On pourrait citer vingt exemples analogues, attestant un état de choses que nous ne comprenons plus guère aujourd’hui, mais qui donnait alors à. la privation de nouvelles comme aux séparations un caractère douloureux. Pendant la durée de son exil, Louis XVIII n’a pas cessé d’en souffrir. A Mitau, il s’en plaignait et se désolait « d’être au bout du monde. » Il ne fut pas plus heureux en Angleterre, quoique plus rapproché de la France.

En 1811, alors qu’on s’attendait à voir se rompre l’alliance conclue à Tilsitt entre Napoléon et Alexandre et la guerre recommencer, la rareté d’informations sûres pesa lourdement sur lui. Le gouvernement anglais aurait pu lui communiquer celles qu’il recevait du dehors par ses agens diplomatiques. Mais c’était un système de ne plus entretenir de relations politiques avec le roi de France. On ne lui communiquait donc rien[1] ; il ne savait rien que par les papiers publics dont les dires étaient ordinairement erronés ou dénaturés. Les lettres que ses représentans lui adressaient ne présentaient le plus souvent, quand il les recevait, qu’un intérêt rétrospectif.

Du reste, ses moyens d’informations s’étaient singulièrement raréfiés par suite de la dispersion des émigrés et du retour du plus grand nombre en France. S’il n’avait eu à Vienne La Fare et le marquis de Bonnay, et si Blacas n’avait entretenu une active correspondance avec le comte de Maistre qui résidait toujours à Saint-Pétersbourg, à Hartwell on n’aurait su que par les gazettes et très incomplètement ce qui se passait dans le Nord de l’Europe où se jouait alors la fortune de la France. C’est seulement de Saint-Pétersbourg et de Vienne qu’arrivaient au Roi les nouvelles qu’il avait intérêt à connaître.

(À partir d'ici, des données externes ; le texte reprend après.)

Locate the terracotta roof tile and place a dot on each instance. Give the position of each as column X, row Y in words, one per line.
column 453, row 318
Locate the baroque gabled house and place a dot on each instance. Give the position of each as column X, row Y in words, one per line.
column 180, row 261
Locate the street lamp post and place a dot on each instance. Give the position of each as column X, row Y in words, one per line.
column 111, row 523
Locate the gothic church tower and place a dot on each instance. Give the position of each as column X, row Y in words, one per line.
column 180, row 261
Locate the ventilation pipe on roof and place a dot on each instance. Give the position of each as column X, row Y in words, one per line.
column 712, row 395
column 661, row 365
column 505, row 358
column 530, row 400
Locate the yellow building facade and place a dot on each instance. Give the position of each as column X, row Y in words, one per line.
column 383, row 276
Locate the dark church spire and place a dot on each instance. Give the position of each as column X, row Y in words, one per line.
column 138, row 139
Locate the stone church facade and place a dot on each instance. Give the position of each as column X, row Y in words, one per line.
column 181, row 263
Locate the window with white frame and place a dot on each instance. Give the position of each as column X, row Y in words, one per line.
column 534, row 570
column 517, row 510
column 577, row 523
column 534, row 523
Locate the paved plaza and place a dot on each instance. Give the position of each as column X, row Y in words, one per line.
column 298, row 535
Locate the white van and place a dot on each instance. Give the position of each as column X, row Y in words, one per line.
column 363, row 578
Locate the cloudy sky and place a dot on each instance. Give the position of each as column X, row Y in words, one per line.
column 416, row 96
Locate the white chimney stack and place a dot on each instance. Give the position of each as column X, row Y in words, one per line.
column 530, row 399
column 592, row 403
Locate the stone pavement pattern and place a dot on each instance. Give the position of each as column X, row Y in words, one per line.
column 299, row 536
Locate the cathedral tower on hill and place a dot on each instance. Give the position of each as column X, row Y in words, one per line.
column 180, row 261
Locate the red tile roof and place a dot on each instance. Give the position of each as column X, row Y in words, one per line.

Pendant la campagne de Russie, Joseph de Maistre, mieux placé que La Fare pour bien voir, se prodigue pour tenir Blacas au courant des événemens. Il lui transmet les nouvelles qui arrivent du théâtre de la guerre dans la capitale lasse, telles

  1. II en était de même en Russie. De Maistre écrit : « Le caractère général du gouvernement le porte à tout cacher. »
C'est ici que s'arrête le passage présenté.